Ce procureur ne raisonnait pas mal. Les campagnes, purgées de républicains militants, se montrèrent rapidement soumises à l’Empereur. Mais parmi les ouvriers, assemblés par leur travail, réunis à l’usine ou dans les petits ateliers, les idées républicaines et socialistes continuèrent de faire leur chemin, à travers les esprits. Si le gouvernement consultait ses statistiques, il pouvait apprendre encore que tous les hommes qu’il avait frappés ou persécutés, n’étaient pas en âge de disparaître, s’il ne les tuait point tout de suite. Sur ses 20.884 victimes, 2.226 seulement avaient plus de 50 ans ; 52 avaient moins de 10 ans ; 8.332 avaient de 21 à 30 ans ; 9.048 de 31 à 40 ans ; 5.373 de 41 à 50 ans. Les acquittés et les graciés, on pouvait en être sûr, n’oublieraient point. Et de fait, les vieilles corporations révolutionnaires, celles où l’on peut converser, tandis que la main agile accomplit sa tâche, celles qui avaient été le plus atteintes, les tailleurs, les cordonniers, redevinrent vite suspectes, et justement. Les ateliers de fonderies de machines et des chemins de fer étaient considérés comme le quartier général du socialisme. « Les sociétés secrètes, disait un magistrat, trouvent un cadre tout formé dans les affinités d’état et dans les ateliers de travail : ., puisque toujours elles commencent entre ouvriers qui travaillent côte à côte. »

Les renseignements, que l’on a commencé de réunir sur la propagande républicaine pendant ces années mauvaises, montrent l’importance du groupement corporatif dans cette propagande.

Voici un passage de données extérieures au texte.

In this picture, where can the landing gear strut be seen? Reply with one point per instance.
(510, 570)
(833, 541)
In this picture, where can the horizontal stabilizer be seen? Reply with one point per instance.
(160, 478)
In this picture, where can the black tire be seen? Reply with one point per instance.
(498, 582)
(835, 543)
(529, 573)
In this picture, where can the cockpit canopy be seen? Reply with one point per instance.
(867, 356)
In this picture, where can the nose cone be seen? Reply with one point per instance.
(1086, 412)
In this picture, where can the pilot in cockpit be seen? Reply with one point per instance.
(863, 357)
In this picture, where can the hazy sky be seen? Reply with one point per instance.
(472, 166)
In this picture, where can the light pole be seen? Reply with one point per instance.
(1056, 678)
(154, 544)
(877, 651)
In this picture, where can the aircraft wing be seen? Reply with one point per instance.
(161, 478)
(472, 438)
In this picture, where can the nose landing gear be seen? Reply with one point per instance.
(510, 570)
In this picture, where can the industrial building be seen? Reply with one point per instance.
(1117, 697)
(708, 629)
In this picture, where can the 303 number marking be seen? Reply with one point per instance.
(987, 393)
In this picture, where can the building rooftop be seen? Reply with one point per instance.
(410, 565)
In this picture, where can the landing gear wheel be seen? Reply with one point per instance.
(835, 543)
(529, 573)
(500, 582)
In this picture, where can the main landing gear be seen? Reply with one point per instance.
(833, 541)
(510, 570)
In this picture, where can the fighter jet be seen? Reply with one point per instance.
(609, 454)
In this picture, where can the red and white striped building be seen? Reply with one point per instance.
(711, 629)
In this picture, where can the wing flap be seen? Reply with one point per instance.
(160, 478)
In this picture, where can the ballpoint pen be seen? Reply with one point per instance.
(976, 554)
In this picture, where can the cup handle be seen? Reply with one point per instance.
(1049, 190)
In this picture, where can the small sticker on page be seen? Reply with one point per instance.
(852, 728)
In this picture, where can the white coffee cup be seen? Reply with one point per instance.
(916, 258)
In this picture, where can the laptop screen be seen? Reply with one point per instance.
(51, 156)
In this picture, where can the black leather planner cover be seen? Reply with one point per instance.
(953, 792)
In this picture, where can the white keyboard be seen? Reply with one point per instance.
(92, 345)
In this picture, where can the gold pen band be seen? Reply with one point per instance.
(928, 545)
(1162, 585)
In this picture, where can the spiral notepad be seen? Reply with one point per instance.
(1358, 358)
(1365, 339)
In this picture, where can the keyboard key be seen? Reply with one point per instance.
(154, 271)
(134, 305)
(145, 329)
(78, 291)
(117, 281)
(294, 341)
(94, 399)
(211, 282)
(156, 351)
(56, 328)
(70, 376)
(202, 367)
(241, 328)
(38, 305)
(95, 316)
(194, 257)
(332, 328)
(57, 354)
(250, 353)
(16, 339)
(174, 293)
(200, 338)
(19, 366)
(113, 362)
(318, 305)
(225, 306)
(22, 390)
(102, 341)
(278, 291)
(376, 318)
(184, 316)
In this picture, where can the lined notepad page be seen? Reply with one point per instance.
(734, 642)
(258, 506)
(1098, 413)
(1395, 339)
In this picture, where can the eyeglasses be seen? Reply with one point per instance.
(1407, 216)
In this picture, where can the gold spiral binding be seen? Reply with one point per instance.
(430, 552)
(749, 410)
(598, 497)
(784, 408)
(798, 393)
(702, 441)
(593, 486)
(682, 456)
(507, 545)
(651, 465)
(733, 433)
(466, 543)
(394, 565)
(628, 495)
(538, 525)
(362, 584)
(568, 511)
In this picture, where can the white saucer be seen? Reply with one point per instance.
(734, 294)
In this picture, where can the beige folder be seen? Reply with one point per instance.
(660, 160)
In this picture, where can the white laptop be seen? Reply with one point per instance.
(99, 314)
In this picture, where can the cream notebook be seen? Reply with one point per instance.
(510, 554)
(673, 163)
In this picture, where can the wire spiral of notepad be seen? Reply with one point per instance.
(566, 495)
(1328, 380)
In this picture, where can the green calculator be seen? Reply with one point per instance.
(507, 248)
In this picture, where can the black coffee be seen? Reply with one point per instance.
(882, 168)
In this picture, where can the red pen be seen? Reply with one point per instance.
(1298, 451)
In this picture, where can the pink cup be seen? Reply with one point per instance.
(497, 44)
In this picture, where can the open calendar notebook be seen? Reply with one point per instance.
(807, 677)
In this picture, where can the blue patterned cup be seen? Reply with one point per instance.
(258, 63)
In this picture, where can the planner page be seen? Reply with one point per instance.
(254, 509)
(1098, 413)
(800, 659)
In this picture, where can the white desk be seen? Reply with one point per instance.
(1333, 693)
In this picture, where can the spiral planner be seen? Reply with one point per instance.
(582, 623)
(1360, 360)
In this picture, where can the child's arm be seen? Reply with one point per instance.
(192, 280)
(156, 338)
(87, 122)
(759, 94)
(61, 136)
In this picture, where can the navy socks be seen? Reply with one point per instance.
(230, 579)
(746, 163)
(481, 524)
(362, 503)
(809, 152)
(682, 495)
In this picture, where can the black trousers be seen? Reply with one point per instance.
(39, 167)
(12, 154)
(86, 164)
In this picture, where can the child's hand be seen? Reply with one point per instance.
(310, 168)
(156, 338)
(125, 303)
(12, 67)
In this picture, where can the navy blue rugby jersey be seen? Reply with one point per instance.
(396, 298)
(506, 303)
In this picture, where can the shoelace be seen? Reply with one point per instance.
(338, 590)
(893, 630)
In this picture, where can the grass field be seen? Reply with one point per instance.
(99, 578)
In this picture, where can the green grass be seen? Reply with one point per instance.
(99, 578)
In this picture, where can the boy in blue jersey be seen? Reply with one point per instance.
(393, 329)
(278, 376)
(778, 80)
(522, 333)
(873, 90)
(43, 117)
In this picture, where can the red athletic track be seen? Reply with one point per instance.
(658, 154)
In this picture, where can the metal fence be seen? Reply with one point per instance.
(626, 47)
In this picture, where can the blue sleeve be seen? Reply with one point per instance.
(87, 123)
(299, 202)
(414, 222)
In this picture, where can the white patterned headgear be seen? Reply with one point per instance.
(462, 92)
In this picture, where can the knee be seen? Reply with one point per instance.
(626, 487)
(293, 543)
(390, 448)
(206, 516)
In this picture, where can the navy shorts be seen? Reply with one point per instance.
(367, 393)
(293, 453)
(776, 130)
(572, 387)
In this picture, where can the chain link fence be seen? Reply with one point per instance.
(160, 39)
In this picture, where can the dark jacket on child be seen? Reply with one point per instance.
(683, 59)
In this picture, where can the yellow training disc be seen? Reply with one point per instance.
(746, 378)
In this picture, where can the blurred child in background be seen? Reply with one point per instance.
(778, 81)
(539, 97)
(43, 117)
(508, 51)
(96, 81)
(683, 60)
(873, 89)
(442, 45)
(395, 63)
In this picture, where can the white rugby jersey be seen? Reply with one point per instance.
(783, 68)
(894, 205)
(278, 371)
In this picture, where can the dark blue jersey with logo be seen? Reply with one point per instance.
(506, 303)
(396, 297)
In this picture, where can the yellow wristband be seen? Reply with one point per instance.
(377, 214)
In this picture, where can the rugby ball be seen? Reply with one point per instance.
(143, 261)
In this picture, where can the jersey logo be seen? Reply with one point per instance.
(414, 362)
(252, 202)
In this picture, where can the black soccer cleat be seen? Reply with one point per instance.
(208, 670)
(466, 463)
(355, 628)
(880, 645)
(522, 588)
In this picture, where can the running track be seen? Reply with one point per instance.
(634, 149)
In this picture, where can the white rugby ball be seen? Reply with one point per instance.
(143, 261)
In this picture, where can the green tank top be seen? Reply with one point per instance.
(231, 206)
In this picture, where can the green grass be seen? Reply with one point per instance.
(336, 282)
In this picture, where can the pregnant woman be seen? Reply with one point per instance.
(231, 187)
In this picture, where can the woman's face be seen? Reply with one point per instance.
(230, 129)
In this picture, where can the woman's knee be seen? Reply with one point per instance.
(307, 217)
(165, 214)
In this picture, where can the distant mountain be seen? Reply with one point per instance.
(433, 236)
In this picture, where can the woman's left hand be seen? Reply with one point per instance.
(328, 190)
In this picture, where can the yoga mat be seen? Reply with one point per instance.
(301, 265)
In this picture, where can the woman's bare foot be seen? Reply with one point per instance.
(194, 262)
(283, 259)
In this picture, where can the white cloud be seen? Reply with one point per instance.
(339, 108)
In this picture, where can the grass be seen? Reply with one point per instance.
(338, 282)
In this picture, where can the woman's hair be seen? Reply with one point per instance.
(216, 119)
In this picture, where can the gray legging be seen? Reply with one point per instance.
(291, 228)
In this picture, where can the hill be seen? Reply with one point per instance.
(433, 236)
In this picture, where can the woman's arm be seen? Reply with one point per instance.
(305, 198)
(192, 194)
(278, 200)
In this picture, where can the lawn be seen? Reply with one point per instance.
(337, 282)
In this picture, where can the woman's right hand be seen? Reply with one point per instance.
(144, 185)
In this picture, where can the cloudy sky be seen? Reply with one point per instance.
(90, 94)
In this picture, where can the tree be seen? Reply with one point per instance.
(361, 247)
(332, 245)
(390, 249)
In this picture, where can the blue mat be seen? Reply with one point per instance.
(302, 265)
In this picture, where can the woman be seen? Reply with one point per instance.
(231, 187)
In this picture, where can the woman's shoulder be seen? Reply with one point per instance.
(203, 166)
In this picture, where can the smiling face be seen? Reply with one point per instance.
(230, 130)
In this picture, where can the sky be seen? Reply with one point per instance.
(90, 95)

En Alsace, les petites brasseries de Strasbourg, tenues par des propriétaires à opinions radicales, et où la police pénétrait difficilement, étaient le siège de cercles où se réunissaient par groupes des milliers d’artisans et d’ouvriers. A Mulhouse, des associations ouvrières avaient gardé leurs cadres et conservé dans leurs rangs des républicains avérés. Dans le Midi, où la population agricole se trouve agglomérée et aime les longues conversations, sur les cagnards ou dans les petits cafés, les idées démocratiques persistaient. Dans le Centre, beaucoup d’hommes étaient encore pénétrés « du vieux levain démocratique et social ». A Limoges, où les idées socialistes avaient jeté de si profondes racines, les ouvriers continuaient leurs tentatives d’associations de production, fondant et refondant leurs sociétés, et recueillaient des secours pour les proscrits. A Lyon, à Saint-Étienne, les ouvriers gardaient leurs sentiments.